Veja Madrid by Plantea Estudio

Plantea Estudio, founded by brothers Luis and Lorenzo Gil, built a rustic store for Veja's new location in Madrid. Photos by Salva Lopez

By

September 20, 2023

Veja, the shoe of choice among the understated elite, has a new Madrid storefront that looks like an abandoned building. Veja surrounds their sneakers with exposed brick, chipped concrete, and long air ducts. But this gutted environment, the work of Spain’s Plantea Estudio, is surprisingly complex.

Plantea Estudio, founded by brothers Luis and Lorenzo Gil in 2008, embraces Brutalism and reveals architectural infrastructure like load-bearing walls, HVAC, and plumbing. Though the finished spaces look like they’ve been minimally renovated, Plantea Estudio modernizes the engineering, facilities, and appliances to create a livable environment with the aesthetic of an uninhabitable space.

Veja’s new store is no different. The bricks are staggered between uneven patches of mortar. Load bearing beams form stripes between rough blocks of concrete, and cracked pinewood door frames have been stripped of all their paint.

“It has the solid quality of the permanent, but also reveals a vulnerable side in the modifications and scars it has suffered over time,” Plantea Estudio said. None of these details, however, are any danger to the customer. The store, which inhabits the basement and ground floor of an old building in Madrid, is just as sturdy as it was when built at the beginning of the 20th century.

The architects pulled out cheap building materials that had been applied by decades of previous tenants, added an acoustic ceiling with track lighting, smoothed the floors with cement by Mortex, and added Malpesa cobblestones to the entrance.

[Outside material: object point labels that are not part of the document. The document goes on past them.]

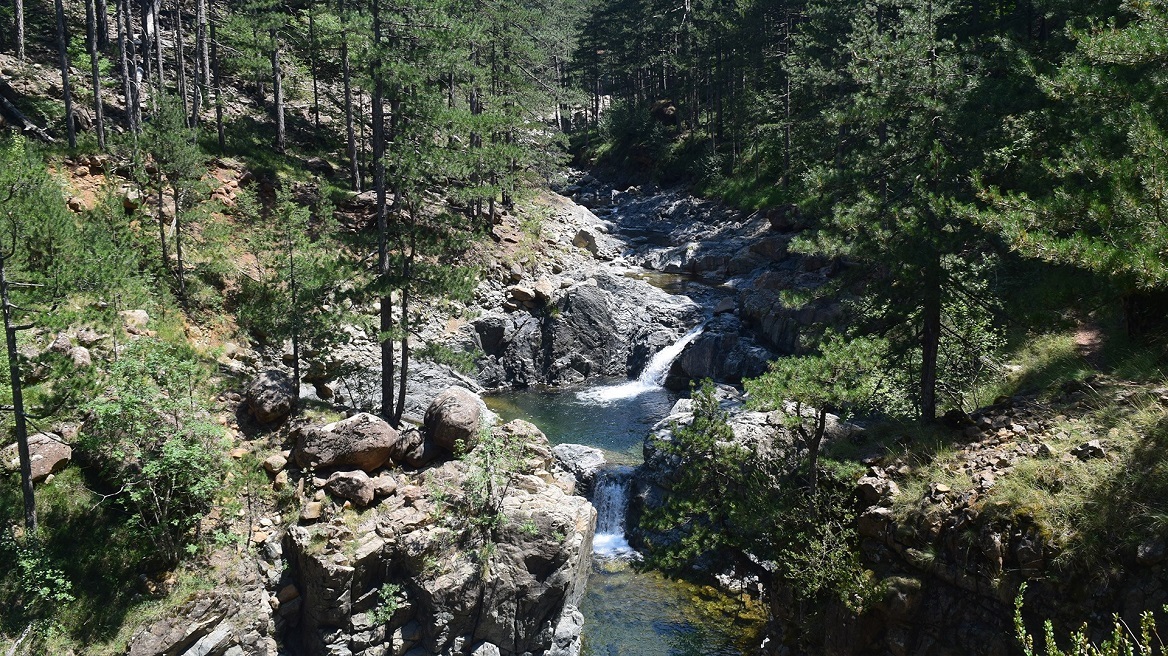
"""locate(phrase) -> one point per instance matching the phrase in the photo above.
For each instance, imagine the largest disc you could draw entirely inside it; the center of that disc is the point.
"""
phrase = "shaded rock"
(275, 462)
(47, 454)
(1090, 449)
(354, 486)
(362, 440)
(81, 357)
(271, 396)
(454, 418)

They expanded all twelve windows by removing any superfluous materials that cropped their floor-to-ceiling aperture. That gives a clear view into Veja, framing customers as mannequins. Concrete blocks were added to provide seating, display stands, and counters, which blends into the raw, industrial atmosphere.

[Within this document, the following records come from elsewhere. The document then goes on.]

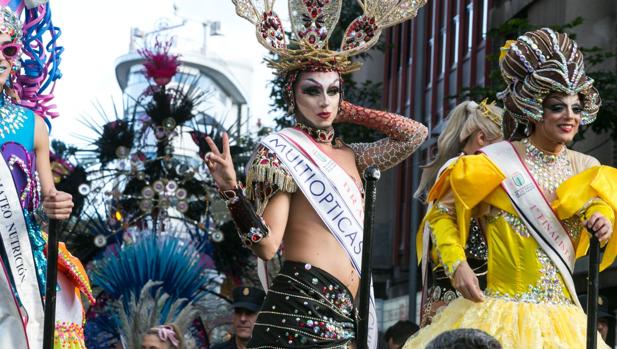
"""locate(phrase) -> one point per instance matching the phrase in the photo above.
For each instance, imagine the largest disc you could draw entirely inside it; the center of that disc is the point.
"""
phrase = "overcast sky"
(96, 33)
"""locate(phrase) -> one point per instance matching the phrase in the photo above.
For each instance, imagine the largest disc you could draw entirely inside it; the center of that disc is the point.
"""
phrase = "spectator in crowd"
(247, 302)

“It is necessary to touch a lot so that it seems that nothing has been touched,” says the studio.

Plantea Estudio breaks up the brutalism with a lush ficus tree and wooden armchairs. The furniture, designed by Joaquim Belsa in 1960 for Aresta, taps into the interior’s omnipresent historical reference. There’s also something special about putting the spotlight on Veja shoes via their anachronistic surroundings. If the only new objects are the merchandise, maybe customers will be more drawn to their distinctness.

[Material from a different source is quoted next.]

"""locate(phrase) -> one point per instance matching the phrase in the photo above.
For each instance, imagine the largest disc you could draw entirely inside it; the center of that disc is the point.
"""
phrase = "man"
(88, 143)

Veja Madrid by Plantea Estudio

Veja’s in-house cobbler will help your shoes last a lifetime.

The store’s floor plan is serendipitously in the shape of a V, echoing the unmistakable logo that adorns a pair of Vejas. Walking around the store will subconsciously engrave the letter into the mind. There is also a shoe repair shop hidden in the V’s apex, which can be spied through a brick archway. Those shoes, and the building, are going to last a lifetime.